Triage your product-qualified leads

Qualification is an ongoing process of discovery, and this is never more true than in product-led sales. But your sales team can’t (and shouldn’t) speak to every user. The good news? You already have the data you need to triage the leads they should be connecting with. Here's how to do it:

  1. Begin with product usage data. Create triggers when a user engages with a premium feature, invites more collaborators, or starts using the product more frequently. But hold off on sending all those leads straight to sales. 
  2. Next, layer in firmographic data so you have a fuller picture of your users’ potential value. Ask them to self-segment based on their role, and add third-party enrichment data from the likes of Crunchbase or Clearbit
  3. Then send these high potential, engaged users — your product-qualified leads — to sales for further nurturing. 
  4. Direct engaged leads from smaller companies to self-serve flows in the product.

The best sales processes I’ve implemented have been data-driven, signal-based systems that helped us target and qualify the right leads with the right messaging at the right point in their journey. 

Give your team the tools to get to “yes”

You might have a new team of people ready to nurture high-value leads, but it’ll be an uphill battle if you don’t enable them correctly.
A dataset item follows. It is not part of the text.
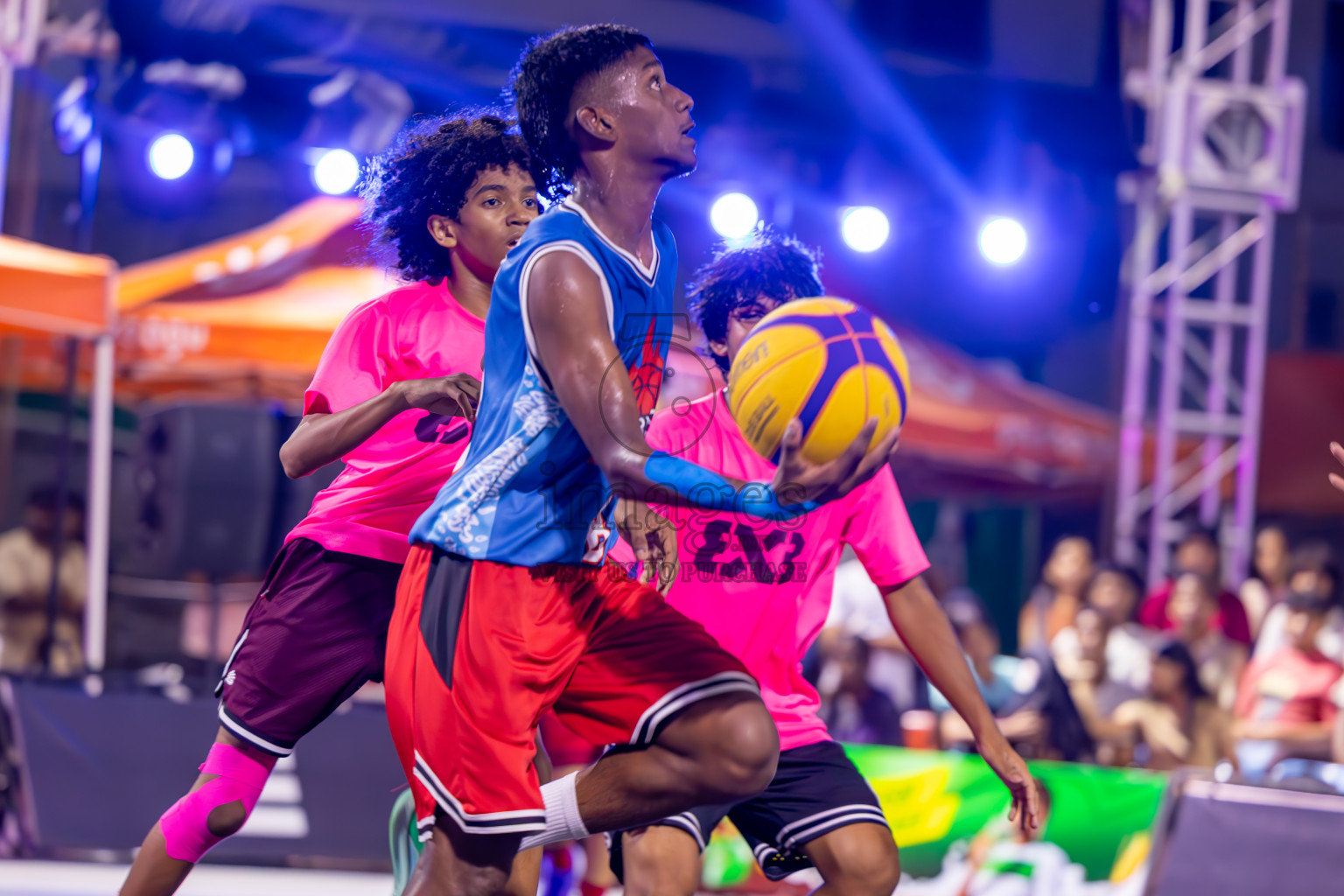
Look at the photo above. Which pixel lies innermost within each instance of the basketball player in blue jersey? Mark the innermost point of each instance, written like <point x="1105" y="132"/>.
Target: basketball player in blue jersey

This isn’t just about product marketing arming them with messaging and collateral — it’s also about the format that collateral takes. Reps will have to deliver demos to groups with varying levels of product familiarity. When early users who are very familiar with your product bring in their CEO, you’ll need to cater to this mixed audience through modular decks and collateral. 

First, create a flexible sales deck template. This way, your reps can stay consistent in terms of branding, messaging, and design but can easily customize presentations by including the sections that apply and skipping those that don’t. Then consider which other sales enablement tools will contribute to your productivity — especially those designed with product-led sales teams in mind, such as Pocus, Patch, and Spendesk.

A model that’s greater than the sum of its parts

Building a product-led sales team is one of the most rewarding challenges I’ve encountered as a sales leader. You face the traditional problem of creating, empowering, and nurturing a sales organization. Yet you also need to be more data-driven, experimental, customer-centric, and product-minded than usual. 

When this all comes together, it results in a model that’s greater than the sum of its parts. PLG creates a funnel full of sales opportunities. And by winning more “top logos,” sales can yield persuasive testimonials and social proof that attract even more PLG signups.

Sales teams aren’t just an extension of PLG startups — they have a crucial role to play in building a revenue stream that complements and accelerates product-led momentum.